The final technique I like to teach to my athletes in regards to action-reaction is the influence of the arm action. It is more commonly seen with sprinting or accelerating in a straight line, but is equally as important when moving laterally. When the arms are used properly in linear acceleration there is a coordinated action between the knee drive and arm action. The more active the arms are the greater the knee drive can be. Obviously, poor flexibility, crossing the arms in front of the body, and other biomechanical faults will hinder speed. If the arms move in too short of a distance in the forward and backward swing this will limit how high the knees will drive. This has a definite influence on stride length and speed. More importantly, the lack of a high knee drive, due to a lack of arm drive, will directly influence the action of the push off leg into the ground and therefore the reaction out of the ground. You see, it is the opposite action of the drive knee that directly influences the power of the push off leg into the ground. And it all starts with a well coordinated arm action.

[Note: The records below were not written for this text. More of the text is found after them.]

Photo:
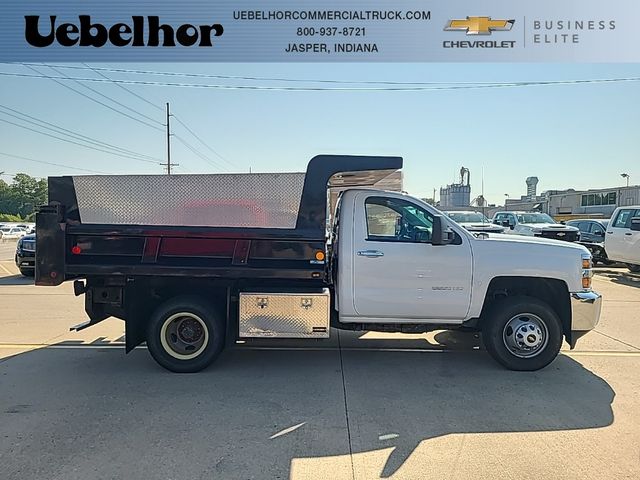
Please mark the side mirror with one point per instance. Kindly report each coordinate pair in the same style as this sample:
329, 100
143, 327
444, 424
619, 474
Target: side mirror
442, 234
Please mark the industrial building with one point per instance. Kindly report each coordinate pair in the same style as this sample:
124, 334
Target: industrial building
564, 204
457, 194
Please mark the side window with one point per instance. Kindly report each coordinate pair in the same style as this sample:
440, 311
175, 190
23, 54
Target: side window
624, 217
396, 220
382, 221
583, 226
597, 229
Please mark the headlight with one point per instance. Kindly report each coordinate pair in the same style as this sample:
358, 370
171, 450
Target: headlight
587, 272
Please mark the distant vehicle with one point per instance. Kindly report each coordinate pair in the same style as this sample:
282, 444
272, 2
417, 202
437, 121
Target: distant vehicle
623, 237
592, 233
28, 227
474, 222
9, 233
535, 224
26, 255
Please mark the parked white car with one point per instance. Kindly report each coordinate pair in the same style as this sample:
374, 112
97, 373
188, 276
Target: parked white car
535, 224
622, 241
474, 222
12, 233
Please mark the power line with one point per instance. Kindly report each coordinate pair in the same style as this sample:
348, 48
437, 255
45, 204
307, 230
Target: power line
76, 143
97, 70
75, 135
451, 86
255, 78
41, 75
51, 163
110, 99
202, 141
195, 151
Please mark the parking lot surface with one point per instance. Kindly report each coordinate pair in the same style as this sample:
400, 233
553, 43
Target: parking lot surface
356, 406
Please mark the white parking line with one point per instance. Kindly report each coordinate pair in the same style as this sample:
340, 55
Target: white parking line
34, 346
6, 270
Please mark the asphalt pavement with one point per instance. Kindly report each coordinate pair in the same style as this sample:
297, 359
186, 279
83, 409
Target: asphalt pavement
356, 406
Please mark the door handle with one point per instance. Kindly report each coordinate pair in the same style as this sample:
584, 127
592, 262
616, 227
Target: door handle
370, 253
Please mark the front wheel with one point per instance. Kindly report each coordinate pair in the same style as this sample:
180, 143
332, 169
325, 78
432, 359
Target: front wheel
185, 334
522, 333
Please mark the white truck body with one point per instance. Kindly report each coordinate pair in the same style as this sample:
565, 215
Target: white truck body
622, 241
395, 282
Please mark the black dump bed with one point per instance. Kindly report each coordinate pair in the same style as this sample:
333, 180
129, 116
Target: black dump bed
230, 226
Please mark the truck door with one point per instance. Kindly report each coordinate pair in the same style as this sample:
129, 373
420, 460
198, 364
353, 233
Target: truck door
618, 243
398, 273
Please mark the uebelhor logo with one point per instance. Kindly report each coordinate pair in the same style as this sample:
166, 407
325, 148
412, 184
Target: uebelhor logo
120, 34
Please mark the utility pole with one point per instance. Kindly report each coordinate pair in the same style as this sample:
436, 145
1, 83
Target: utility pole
169, 164
626, 176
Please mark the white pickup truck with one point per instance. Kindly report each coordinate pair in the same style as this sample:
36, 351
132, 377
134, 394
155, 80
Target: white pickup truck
622, 241
192, 263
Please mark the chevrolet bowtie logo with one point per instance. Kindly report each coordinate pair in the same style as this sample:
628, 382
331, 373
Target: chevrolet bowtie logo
479, 25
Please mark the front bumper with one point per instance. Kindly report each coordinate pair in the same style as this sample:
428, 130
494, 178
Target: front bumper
585, 313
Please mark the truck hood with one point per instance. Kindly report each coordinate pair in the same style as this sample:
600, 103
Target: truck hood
479, 226
550, 226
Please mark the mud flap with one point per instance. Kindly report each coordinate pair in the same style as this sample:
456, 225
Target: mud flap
134, 319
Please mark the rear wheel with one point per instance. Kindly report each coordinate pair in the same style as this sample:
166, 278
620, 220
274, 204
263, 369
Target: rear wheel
522, 333
185, 334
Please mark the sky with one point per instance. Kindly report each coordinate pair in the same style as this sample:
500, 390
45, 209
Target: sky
569, 136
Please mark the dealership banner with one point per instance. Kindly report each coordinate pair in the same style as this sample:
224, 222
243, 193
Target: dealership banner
320, 31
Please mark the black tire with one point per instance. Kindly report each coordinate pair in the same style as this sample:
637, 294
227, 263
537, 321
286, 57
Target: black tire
525, 312
204, 322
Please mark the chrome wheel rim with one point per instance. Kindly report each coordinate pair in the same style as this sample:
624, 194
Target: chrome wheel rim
184, 335
525, 335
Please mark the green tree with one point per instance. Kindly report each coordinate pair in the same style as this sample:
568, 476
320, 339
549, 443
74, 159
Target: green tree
22, 196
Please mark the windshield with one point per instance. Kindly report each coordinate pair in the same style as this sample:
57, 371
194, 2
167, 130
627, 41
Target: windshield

I don’t know how fast Sir Isaac Newton was, but he definitely had a huge impact on speed. It is important to teach your athletes to apply the greatest amount of force into the ground as quickly as possible. This will surely lead to faster and quicker athletes.

Listed below are two simple drills to teach the law of action-reaction and maybe help your athletes get a better grade on their next science exam.

1. 555 shuffle drills- Set up two cones that are 5 yards apart. Have the athletes shuffle from the start to the far cone, back to the start and finish at the far cone. What you are looking for is acceleration with the power leg, the hips staying level, and a quick stop and change of direction with little hesitation. Watch where the plant foot is positioned. It will tell you a lot about how to correct quickness.

2. Forward and backward sprint- Set up two cones that are 8 yards apart. Have the athletes start at the first cone and accelerate as quickly as possible to the far cone. Upon reaching the far cone the athlete should slow stop under control and back pedal under control back to the start. When reaching the starting cone the athlete will immediately stop and change directions and accelerate to the far cone. Repeat for ten seconds. You are watching the transition from back pedal to forward more closely on this drill. The angle at which the back foot is applied should be great enough to stop and start with no hesitation or slipping. The shoulder must fall forward in line with the legs and hips to create a straight line. If the athlete positions his plant leg poorly or positions his shoulders poorly it will be recognized immediately due to a sluggish take off.